There are 6 comments at the moment, we would love to hear your opinion too.

  1. And who will pay for this ‘free’ advice?

    Not all people can afford to have their car serviced on a regular basis – maybe that should be free as well?

  2. `For over seven years we’ve been running a project with the Personal Finance Society matching people who have had money or debt help from local Citizens Advice with independent financial advisers in their area for free`
    That`s news to me! – has any IFA ever been matched by CAB to a worthwhile paying client in their area ?

  3. This is presumably a Pro Bono scheme, where an IFA gives up their time to do free work. Which, when it boils down it means that really it is a cross subsidy from clients who pay for the advice. Otherwise you wouldn’t be able to take time off to work for free!

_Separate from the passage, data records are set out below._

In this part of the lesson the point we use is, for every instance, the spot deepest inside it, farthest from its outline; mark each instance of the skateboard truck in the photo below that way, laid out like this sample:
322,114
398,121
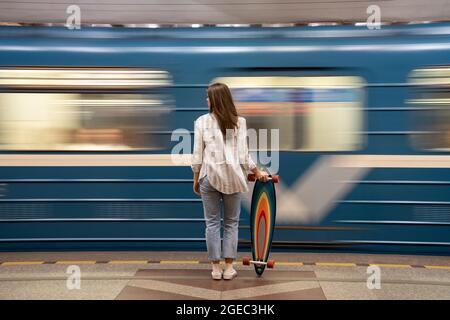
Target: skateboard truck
275,178
270,263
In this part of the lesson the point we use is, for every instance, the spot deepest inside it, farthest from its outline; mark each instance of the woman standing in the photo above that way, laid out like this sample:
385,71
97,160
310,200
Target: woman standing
220,163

  4. Totally agree, the Government needs to take ownership of something and perhaps this is one area where they can deliver a return to taxpayers…But by utilising tax revenues to deliver an advice/guidance service to the taxpayer and not compulsory industry levies.

    I am sure that there is not a compulsory levy on supermarkets to fund a guidance service for sales of goods act-related matters advised upon by CAB, so why a compulsory levy on the financial services industry for pensions and financial guidance provided by the CAB and other bodies?

    There is little merit in debating any expansion of the service; just ask the Chancellor if he is willing to fund it from taxpayer revenues (not loans this time either!). The silence will be deafening!

  5. When I was involved in the mortgage market years ago, few customers would take up mortgage payment protection, but I did push it and indeed when I was made redundant I claimed on my own for a few months.
    Having allowed shyster CMCs to scare people from such cover through their PPI tactics, one wonders if this has had a detrimental effect on the sales of mortgage payments cover and how many more will get into debt when jobs are lost/illness strikes.
    Fewer people would get into debt if they were paid a living wage mind you.

  6. Once again its sounds to me that CAB are going to be pitching for even more funding. They already have their fingers in the Pension Wise funding pot and are keen for more. They care not where the money comes from or who pays it and one received they see it as their own to spend as they wish. Because they are a charity they feel they are answerable to no one and above the law, their only aim is more and more funding.

    Its also worrying that once they were chosen to deliver the Pension Wise F2F guidance, they now want to expand into other areas of financial planning, all for free! But guess who will end up paying for this?